Cuando las dispersas fuerzas contra la guerra que quedaban en el movimiento socialista convocaron una conferencia internacional en la ciudad suiza de Zimmerwald en 1915, solo había 42 delegados, de un movimiento que estaba destinado a unir a millones. El revolucionario ruso Leon Trotsky recordó la escena:

“Los delegados, llenando cuatro diligencias, partieron hacia las montañas. Los transeúntes miraban con curiosidad la extraña procesión. Los propios delegados bromearon sobre el hecho de que medio siglo después de la fundación de la Primera Internacional [the world’s first international socialist organisation], aún era posible acomodar a todos los internacionalistas en cuatro autocares. Pero no se mostraron escépticos. El hilo de la historia a menudo se rompe, luego se debe atar un nuevo nudo”.

La Primera Guerra Mundial fue la mayor matanza jamás conocida hasta ese momento.

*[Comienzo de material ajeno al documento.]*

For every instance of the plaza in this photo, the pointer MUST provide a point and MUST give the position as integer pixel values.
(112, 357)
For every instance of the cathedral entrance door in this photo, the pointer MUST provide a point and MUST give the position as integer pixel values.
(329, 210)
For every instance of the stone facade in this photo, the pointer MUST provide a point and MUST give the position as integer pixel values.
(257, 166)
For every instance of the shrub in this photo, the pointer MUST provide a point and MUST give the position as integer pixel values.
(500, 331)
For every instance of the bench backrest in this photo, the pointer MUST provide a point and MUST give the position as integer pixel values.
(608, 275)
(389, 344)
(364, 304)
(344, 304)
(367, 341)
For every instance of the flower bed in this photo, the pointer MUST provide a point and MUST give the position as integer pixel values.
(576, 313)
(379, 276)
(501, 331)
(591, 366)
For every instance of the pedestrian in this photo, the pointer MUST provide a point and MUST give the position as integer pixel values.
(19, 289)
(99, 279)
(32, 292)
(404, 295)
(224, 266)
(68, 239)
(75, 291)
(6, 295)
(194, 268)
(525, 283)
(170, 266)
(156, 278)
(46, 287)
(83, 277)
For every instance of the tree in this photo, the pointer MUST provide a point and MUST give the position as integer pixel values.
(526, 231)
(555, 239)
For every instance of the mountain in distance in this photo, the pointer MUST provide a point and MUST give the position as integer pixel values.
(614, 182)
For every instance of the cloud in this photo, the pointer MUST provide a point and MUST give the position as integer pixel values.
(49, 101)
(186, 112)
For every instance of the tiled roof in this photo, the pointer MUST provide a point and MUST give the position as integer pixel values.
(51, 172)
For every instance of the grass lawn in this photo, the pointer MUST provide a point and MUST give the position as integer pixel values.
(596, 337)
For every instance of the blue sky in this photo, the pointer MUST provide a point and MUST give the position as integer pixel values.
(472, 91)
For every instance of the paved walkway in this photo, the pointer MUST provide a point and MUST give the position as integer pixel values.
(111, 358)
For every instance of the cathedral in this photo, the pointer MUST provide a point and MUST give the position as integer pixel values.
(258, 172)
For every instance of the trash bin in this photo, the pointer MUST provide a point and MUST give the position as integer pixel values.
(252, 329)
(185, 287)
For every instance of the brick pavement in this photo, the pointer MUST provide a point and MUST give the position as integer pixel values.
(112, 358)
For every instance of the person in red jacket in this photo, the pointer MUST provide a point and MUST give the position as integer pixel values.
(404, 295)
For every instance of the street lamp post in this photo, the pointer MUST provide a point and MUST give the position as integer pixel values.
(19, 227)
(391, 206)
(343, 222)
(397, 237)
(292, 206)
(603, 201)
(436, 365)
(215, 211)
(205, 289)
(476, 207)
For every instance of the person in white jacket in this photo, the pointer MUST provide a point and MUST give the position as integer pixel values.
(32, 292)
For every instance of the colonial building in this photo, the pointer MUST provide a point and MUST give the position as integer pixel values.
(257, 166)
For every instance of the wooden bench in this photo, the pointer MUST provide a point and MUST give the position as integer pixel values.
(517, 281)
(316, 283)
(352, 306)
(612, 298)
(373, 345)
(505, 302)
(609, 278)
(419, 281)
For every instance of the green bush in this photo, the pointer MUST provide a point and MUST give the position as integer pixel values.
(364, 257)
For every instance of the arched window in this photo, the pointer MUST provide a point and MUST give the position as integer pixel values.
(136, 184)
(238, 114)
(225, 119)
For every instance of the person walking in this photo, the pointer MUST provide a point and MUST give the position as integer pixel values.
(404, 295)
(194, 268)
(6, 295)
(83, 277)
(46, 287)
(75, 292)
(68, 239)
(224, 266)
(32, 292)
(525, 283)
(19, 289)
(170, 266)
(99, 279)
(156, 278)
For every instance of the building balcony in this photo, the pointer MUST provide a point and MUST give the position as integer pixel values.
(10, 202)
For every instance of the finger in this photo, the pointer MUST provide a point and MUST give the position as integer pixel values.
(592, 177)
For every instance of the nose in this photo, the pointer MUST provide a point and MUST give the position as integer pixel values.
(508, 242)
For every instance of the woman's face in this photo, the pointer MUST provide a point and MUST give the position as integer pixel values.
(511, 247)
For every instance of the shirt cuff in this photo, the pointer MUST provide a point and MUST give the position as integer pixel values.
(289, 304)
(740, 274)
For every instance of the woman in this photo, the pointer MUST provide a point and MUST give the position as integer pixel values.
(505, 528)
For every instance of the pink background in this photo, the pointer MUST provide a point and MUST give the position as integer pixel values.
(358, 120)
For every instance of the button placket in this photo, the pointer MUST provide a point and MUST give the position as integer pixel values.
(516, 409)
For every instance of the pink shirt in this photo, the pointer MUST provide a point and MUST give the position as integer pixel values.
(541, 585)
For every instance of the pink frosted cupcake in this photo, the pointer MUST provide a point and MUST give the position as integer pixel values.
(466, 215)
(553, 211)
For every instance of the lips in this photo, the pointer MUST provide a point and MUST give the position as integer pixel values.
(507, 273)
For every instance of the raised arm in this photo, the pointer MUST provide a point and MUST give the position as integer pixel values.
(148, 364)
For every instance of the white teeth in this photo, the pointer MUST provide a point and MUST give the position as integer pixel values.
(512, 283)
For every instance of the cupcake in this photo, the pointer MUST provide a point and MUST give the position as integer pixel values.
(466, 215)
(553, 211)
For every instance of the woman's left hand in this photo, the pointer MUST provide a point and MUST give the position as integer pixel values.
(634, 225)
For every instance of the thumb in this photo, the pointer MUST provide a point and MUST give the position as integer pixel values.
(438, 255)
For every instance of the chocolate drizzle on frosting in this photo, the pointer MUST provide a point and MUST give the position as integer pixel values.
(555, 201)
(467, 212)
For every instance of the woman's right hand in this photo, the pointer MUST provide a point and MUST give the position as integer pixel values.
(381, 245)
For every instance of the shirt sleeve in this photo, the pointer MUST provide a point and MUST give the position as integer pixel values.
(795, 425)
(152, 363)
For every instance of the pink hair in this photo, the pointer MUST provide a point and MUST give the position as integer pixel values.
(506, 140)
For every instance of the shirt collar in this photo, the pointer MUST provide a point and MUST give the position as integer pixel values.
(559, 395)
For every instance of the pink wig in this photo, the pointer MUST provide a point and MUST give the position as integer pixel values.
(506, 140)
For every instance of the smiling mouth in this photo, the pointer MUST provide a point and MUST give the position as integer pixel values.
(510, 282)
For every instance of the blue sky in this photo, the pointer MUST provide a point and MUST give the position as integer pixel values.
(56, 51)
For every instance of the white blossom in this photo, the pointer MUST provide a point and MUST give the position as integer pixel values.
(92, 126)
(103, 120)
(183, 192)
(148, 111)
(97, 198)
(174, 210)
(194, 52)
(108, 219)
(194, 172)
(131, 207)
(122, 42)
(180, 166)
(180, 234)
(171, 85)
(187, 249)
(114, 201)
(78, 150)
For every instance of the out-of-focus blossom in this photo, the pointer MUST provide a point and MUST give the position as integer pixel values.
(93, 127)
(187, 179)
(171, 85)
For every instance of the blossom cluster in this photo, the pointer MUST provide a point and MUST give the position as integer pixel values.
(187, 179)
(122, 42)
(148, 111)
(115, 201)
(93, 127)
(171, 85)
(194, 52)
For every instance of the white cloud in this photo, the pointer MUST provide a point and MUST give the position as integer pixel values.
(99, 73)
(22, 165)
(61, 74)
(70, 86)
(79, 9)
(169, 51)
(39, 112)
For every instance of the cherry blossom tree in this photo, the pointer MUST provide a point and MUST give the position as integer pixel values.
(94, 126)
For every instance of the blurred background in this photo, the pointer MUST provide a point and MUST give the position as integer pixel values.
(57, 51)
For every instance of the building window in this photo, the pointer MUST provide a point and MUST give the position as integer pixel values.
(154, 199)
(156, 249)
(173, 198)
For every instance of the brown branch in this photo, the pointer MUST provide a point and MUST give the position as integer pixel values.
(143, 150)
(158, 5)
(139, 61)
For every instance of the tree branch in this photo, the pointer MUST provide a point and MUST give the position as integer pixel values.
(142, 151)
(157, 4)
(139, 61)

A medida que aumentaba el costo humano y económico, miles y luego millones se unieron a la bandera contra la guerra plantada por tan pocos al comienzo de la guerra. La guerra, que comenzó con la rendición política de gran parte del movimiento socialista, terminó en una revolución, primero en Rusia y luego en Alemania. Los levantamientos revolucionarios pusieron fin a la matanza y, durante unos breves años, amenazaron la existencia de todo el sistema que alimenta la maquinaria de guerra.

A medida que los maestros de la guerra avanzan hacia una nueva matanza mundial, debemos recordar las lecciones de la historia. Que es correcto protestar con repugnancia por la guerra imperialista y su preparación. Que al atacar el impulso de guerra estamos atacando algo en el mismo corazón del sistema de ganancias y poder que domina la Tierra. Que para detener una guerra se necesitará, como mínimo, un movimiento radical de masas y muchos años de lucha. Que para desmantelar la máquina de guerra hará falta una revolución. Y que la construcción de una corriente política revolucionaria es parte esencial de estas tareas.